Syarat Hasan bin Ali Menyerahkan Kekhilafahan Kepada Muawiyah bin Abi Sufyan: Riwayat Palsu dan Analisanya

Hai! Apakah Anda sedang mencari penjelasan tentang syarat Hasan bin Ali menyerahkan kekhilafahan kepada Muawiyah bin Abi Sufyan? Jika jawaban Anda adalah “Iya”, selamat! Sekarang Anda sedan membaca artikel yang tepat. Mengapa? Karena itulah yang akan saya jelaskan pada artikel ini. Sebagai muslim, Anda harus memahami itu. Karena itulah saya menulis artikel ini. Jadi, Anda harus membacanya sampai selesai!

Artikel ini berisi promosi buku tentang penyerahan kekhilafahan dari Hasan bin Ali kepada Muawiyah bin Abi Sufyan yang harus Anda baca. Saya akan menjelaskan itu akhir pembahasan.
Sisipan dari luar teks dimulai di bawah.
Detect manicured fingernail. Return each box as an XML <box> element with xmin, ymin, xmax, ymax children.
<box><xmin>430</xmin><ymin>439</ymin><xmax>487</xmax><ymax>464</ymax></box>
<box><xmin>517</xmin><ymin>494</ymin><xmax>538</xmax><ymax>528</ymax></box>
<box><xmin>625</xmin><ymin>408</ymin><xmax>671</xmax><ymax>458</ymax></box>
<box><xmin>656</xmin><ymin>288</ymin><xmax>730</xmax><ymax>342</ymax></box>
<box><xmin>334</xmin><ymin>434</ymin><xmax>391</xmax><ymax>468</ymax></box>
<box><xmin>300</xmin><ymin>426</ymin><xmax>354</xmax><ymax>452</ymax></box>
hasan bin ali, syarat hasan bin ali menyerahkan kekhilafahan kepada muawiyah bin abi sufyan, muawiyah bin abi sufyan, perdamaian antara hasan bin ali dan muawiyah bin abi sufyan,

Secara spesifik, ada beberapa hal penting tentang syarat Hasan bin Ali menyerahkan kekhilafahan kepada Muawiyah bin Abi Sufyan yang akan saya jelaskan pada artikel ini. Beberapa hal penting yang saya maksud adalah sebagai berikut”

Siapakah Hasan bin Ali?

Hal penting pertama tentang syarat Hasan bin Ali menyerahkan kekhilafahan kepada Muawiyah bin Abi Sufyan yang akan saya jelaskan sekarang adalah “Siapakah Hasan bin Ali?”. Saya ingin Anda memahami itu di awal pembahasan ini karena Hasan bin Ali adalah salah satu tokoh utama dalam proses penyerahan kekhilafahan, yang juga dalam pembahasan ini, yang harus dipahami dengan baik.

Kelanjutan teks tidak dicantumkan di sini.